Lien Stripping and Bankruptcy
By Ronald Scott Kaniuk, Esq.

In the event a homeowner does not pay their regular maintenance fees to their homeowner or condominium association, the association is given the power to file a lien to secure those unpaid assessments. The association can foreclose on the lien or receive payment when the bank forecloses on its’ senior lien. However, the best collection efforts may be thwarted if a homeowner files for bankruptcy.

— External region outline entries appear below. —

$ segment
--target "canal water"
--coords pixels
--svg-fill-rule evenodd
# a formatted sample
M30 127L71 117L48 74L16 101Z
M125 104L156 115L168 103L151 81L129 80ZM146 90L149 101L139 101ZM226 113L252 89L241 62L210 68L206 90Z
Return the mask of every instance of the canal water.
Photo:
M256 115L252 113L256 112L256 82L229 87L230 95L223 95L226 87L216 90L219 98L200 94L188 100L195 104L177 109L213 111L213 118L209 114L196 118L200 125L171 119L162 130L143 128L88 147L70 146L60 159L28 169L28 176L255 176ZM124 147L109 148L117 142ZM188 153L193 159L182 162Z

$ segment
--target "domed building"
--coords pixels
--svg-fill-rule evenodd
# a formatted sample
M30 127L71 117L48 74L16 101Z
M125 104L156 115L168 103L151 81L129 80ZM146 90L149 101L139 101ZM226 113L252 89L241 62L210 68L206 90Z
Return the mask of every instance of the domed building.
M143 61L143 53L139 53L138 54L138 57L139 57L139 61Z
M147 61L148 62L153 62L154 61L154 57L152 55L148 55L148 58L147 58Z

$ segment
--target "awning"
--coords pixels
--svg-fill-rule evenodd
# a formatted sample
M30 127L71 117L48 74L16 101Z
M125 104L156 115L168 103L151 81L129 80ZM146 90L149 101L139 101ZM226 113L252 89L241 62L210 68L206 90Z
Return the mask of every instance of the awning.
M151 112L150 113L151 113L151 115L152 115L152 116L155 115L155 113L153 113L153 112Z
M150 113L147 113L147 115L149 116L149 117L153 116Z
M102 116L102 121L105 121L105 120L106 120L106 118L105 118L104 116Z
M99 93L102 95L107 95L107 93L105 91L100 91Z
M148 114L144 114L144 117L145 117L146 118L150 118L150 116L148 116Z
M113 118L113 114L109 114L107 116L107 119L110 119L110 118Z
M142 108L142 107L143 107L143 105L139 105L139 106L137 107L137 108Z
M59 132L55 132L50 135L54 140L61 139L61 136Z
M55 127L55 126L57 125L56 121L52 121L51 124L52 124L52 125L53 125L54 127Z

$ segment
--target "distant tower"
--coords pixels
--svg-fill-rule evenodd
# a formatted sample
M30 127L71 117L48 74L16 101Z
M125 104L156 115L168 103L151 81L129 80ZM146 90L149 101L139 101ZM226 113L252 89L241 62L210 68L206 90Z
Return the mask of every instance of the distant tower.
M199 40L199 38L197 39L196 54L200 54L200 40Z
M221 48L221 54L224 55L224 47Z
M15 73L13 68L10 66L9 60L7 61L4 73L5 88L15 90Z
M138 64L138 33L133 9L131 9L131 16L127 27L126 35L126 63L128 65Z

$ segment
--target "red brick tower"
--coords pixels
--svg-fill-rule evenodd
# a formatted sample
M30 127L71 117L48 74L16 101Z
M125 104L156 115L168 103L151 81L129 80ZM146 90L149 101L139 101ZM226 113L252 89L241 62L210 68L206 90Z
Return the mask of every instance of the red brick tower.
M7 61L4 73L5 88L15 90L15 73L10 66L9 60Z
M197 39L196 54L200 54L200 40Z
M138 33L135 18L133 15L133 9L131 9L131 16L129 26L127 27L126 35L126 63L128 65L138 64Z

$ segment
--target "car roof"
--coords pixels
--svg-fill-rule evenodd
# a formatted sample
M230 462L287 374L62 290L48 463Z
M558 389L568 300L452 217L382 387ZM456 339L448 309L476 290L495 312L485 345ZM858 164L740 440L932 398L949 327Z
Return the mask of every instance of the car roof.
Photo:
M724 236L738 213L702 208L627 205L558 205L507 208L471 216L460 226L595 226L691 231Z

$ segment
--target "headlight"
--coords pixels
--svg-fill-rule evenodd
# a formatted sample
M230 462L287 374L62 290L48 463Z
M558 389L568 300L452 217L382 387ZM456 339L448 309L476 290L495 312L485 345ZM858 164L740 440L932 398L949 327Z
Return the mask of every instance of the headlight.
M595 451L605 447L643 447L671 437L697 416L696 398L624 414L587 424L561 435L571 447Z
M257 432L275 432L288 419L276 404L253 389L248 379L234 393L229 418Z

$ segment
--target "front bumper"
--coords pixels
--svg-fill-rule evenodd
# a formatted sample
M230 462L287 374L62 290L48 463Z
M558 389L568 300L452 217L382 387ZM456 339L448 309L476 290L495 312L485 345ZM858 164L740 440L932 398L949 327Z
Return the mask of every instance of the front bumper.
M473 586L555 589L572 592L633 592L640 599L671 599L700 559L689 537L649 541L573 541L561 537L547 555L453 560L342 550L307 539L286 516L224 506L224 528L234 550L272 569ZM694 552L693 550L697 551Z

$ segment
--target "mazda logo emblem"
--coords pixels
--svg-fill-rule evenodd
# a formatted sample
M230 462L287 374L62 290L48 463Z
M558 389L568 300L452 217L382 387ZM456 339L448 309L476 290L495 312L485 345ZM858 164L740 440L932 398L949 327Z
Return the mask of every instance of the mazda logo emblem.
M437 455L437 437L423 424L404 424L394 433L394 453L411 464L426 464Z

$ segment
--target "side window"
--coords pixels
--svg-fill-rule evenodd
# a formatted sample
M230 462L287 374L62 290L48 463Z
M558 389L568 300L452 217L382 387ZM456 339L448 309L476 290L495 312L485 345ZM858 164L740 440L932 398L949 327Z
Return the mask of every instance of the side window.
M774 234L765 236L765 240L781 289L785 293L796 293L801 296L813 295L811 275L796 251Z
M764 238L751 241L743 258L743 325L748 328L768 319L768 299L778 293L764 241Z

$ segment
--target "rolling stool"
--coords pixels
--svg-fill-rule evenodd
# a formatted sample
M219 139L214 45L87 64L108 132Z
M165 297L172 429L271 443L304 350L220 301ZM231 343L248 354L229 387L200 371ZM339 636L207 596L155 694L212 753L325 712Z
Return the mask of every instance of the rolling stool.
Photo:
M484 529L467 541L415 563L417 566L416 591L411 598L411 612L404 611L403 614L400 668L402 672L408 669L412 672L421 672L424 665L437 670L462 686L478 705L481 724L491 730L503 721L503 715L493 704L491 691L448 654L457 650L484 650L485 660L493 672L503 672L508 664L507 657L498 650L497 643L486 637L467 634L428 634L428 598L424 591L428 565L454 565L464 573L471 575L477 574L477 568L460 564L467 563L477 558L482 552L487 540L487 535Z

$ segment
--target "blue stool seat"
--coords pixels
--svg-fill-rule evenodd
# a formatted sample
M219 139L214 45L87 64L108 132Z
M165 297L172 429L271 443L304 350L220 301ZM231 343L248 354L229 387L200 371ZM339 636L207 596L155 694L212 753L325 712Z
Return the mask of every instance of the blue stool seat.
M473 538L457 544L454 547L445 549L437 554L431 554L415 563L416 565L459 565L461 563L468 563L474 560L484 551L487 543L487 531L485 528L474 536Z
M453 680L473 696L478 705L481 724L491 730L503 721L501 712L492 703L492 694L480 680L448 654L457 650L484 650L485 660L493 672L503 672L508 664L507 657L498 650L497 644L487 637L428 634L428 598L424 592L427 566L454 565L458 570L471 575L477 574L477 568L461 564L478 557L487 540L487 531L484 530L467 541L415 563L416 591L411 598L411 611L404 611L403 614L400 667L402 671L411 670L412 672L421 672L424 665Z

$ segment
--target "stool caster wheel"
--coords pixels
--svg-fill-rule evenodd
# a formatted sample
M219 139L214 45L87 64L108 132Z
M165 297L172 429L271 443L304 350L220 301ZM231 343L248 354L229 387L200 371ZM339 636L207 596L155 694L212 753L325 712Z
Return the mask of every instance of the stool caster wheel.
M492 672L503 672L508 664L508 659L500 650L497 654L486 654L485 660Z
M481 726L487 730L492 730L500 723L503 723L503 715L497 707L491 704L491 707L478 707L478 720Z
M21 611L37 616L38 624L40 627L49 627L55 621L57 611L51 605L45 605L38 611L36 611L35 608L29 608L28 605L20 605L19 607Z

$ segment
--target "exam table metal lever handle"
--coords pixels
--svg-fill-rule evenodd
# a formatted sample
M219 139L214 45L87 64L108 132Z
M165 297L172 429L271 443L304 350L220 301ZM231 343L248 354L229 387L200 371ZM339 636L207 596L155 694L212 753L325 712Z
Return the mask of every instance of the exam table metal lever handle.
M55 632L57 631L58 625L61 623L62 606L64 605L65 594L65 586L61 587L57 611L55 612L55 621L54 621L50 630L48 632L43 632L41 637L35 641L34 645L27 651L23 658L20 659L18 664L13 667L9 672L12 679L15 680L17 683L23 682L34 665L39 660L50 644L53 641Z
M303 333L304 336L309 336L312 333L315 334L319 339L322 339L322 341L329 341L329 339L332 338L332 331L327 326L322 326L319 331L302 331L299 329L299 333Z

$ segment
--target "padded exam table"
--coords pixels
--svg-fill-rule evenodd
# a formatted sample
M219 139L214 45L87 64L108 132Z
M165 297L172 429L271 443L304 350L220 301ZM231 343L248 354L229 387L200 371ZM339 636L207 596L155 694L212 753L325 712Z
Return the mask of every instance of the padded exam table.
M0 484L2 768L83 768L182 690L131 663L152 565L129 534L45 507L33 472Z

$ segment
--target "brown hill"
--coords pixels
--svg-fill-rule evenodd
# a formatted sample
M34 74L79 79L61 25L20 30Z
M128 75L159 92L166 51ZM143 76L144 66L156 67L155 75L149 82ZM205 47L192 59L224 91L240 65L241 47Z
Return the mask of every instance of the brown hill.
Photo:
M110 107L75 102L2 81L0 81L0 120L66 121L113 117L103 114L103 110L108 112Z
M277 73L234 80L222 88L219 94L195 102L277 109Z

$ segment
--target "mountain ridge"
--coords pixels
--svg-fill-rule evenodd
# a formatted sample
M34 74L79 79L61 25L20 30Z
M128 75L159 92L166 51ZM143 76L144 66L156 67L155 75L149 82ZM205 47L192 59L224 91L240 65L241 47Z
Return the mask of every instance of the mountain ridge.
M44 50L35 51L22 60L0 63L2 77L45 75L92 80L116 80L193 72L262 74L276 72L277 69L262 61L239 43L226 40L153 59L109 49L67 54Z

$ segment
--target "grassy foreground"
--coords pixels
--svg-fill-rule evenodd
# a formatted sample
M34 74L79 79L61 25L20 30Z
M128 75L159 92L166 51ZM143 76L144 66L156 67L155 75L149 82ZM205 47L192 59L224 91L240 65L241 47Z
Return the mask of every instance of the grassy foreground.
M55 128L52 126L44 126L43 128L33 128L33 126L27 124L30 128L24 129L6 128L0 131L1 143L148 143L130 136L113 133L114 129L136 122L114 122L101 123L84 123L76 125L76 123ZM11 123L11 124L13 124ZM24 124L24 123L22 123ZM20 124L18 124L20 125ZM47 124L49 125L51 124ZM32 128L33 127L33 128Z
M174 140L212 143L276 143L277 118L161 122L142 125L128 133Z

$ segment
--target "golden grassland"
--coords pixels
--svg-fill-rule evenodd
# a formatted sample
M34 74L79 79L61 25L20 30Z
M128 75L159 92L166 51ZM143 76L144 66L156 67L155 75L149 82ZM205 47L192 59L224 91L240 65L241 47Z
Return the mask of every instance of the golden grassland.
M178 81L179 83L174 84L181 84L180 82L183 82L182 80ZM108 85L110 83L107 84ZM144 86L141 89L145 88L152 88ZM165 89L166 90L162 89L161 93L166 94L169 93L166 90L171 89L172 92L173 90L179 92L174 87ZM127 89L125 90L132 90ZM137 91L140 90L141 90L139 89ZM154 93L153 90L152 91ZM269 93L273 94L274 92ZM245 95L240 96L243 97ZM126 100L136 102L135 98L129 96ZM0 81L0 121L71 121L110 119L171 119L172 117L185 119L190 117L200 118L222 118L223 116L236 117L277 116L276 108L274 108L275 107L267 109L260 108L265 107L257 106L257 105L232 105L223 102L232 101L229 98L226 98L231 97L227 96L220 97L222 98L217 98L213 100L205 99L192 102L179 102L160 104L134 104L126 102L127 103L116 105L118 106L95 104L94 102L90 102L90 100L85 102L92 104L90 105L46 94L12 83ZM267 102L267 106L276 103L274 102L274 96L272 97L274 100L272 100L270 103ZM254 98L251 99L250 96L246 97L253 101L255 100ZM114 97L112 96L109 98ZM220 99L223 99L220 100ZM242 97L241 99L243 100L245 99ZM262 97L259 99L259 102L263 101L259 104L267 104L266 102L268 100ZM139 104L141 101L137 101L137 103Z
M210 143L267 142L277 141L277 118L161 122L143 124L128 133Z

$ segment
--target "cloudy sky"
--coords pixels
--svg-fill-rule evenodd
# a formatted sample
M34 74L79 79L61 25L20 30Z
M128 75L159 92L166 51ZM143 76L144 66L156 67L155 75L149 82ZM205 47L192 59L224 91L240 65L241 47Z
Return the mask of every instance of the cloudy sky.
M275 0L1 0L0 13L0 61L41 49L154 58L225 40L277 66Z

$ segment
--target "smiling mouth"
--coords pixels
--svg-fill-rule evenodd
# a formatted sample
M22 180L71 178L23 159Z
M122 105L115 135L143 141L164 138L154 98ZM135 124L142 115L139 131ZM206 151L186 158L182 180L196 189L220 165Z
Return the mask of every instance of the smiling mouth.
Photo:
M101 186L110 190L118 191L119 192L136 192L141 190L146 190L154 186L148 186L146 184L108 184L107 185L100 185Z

Most frequently, the homeowner files a petition under Chapter 7 (Liquidation) or Chapter 13 (Personal Reorganization). Though in some circumstances, the homeowner may be a family famrer (thus eligible for Chapter 12) or the assets/debts may exceed the Chapter 13 limits (thus requiring the homeowner to file a Personal Chapter 11). However, for purposes of this discussion, we will limit ourselves to Chapter 7 and Chapter 13 Cases.

Regardless of what chapter bankruptcy the homeowner files, the automatic stay will immediately go into effect, halting any and all collection efforts. No further action can be taken until either the bankruptcy is discharged (the case is over) or the foreclosing party (the lender and/or association obtains relief from the automatic stay.

In a Chapter 13 case, the homeowner will need to propose an individual plan of reorganization to repay their secured debts in full and to pay a minimum amount to unsecured creditors (based on income and ability to pay). The association will be a secured creditor by virtue of the previously-filed lien. However, if the property is worth less than the amount of the first mortgage, then the debtor will be able to strip the lien—turning it from a fully secured lien into a fully unsecured lien.

Prior to 2012, the result was different in Chapter 13 cases. There, the homeowner would receive a discharge of their debts, but the association lien would remain valid as against the property. However, that changed with the 11th Circuit’s decision in McNeal vs. GMAC Mortgage, LLC (In re McNeal), 735 F.3d 1263 (11th Cir. 2012). Now, a homeowner can file a Chapter 7 petition, strip down the association lien (based on the same analysis as to whether the property is worth less than the first mortgage) and keep the property by paying the going-forward assessments. The 11th Circuit decision is the minority viewpoint nationwide, and the United States Supreme Court has agreed to hear arguments about this issue in Bank of America, N.A. v. Caulkett,v. Caulkett, which is now pending on appeal. Hopefully, the United States Supreme Court will explain that lien stripping in Chapter 7 is not permitted, keeping association liens alive after bankruptcy proceedings and thereby providing the association a better chance of collecting past due assessments!

1-If the Safe Harbor provisions apply in a Bank Foreclosure, then the Association’s recovery from the Bank will be limited to 12 months of maintenance payments or 1% of mortgage, whichever is less.